Locale-independent "atof"?

tomash picture tomash · Aug 26, 2009 · Viewed 15.9k times · Source

I'm parsing GPS status entries in fixed NMEA sentences, where fraction part of geographical minutes comes always after period. However, on systems where locale defines comma as decimal separator, atof function ignores period and whole fraction part.

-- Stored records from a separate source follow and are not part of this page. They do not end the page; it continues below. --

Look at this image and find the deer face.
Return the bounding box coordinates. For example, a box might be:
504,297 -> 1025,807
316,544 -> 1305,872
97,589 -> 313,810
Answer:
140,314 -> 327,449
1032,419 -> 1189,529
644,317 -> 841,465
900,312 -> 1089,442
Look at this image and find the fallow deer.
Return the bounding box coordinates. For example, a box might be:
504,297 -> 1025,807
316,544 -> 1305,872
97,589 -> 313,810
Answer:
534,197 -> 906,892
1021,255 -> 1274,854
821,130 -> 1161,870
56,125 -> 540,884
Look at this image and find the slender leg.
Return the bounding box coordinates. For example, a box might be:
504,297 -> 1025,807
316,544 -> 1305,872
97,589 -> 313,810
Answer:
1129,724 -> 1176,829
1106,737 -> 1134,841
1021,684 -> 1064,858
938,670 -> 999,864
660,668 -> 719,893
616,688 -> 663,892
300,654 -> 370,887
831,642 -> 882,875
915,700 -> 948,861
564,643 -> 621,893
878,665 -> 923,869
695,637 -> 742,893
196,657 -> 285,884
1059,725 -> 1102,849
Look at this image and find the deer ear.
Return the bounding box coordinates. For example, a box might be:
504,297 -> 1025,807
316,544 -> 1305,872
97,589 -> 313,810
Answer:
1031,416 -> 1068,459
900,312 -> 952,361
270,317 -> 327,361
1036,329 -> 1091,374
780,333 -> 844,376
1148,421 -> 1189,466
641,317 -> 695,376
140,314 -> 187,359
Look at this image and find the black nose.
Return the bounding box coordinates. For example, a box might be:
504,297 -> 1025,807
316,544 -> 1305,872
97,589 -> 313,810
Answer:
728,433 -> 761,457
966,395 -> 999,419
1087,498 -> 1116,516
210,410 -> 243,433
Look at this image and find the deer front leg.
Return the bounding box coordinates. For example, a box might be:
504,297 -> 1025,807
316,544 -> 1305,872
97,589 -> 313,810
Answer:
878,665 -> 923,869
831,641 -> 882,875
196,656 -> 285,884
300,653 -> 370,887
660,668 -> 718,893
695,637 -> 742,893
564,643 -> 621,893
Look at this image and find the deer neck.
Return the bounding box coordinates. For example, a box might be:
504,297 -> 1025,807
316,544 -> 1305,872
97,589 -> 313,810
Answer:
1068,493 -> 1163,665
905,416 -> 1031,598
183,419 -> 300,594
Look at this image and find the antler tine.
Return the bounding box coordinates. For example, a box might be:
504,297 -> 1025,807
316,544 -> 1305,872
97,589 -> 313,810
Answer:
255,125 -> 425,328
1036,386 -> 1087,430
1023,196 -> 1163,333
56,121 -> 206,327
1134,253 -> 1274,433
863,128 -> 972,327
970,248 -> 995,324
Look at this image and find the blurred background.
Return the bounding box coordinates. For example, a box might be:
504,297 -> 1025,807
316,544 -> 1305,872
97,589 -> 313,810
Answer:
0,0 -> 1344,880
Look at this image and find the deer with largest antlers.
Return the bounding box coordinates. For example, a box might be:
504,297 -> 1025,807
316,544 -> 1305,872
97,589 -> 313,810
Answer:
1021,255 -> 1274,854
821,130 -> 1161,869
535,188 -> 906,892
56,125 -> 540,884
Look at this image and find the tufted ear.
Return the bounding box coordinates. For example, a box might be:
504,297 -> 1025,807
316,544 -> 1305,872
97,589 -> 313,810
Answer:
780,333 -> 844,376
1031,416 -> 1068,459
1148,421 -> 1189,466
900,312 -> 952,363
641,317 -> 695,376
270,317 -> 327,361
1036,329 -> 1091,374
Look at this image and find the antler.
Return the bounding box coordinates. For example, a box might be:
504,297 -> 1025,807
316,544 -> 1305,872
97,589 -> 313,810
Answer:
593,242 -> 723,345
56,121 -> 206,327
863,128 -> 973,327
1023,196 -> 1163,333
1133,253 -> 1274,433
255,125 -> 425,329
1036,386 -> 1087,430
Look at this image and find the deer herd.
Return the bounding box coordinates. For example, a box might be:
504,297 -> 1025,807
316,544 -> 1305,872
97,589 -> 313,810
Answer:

What is the best method to deal with this issue? Long/latitude string in stored in character array, if it matters.

Example Code:

m_longitude = atof((char *)pField); 

Where

pField[] = "01000.3897"; 

Cross-platform project, compiled for Windows XP and CE.

Comment to solution:

Accepted answer is more elegant, but this answer (and comment) is also worth knowing as a quick fix

Answer

rjnilsson picture rjnilsson · Aug 26, 2009

You could always use (modulo error-checking):

#include <sstream>
...

float longitude = 0.0f;
std::istringstream istr(pField);

istr >> longitude;

The standard iostreams use the global locale by default (which in turn should be initialized to the classic (US) locale). Thus the above should work in general unless someone previously has changed the global locale to something else, even if you're running on a non-english platform. To be absolutely sure that the desired locale is used, create a specific locale and "imbue" the stream with that locale before reading from it:

#include <sstream>
#include <locale>

...
float longitude = 0.0f;
std::istringstream istr(pField);

istr.imbue(std::locale("C"));
istr >> longitude;

As a side note, I've usually used regular expressions to validate NMEA fields, extract the different parts of the field as captures, and then convert the different parts using the above method. The portion before the decimal point in an NMEA longitude field actually is formatted as "DDDMM.mmm.." where DDD correspond to degrees, MM.mmm to minutes (but I guess you already knew that).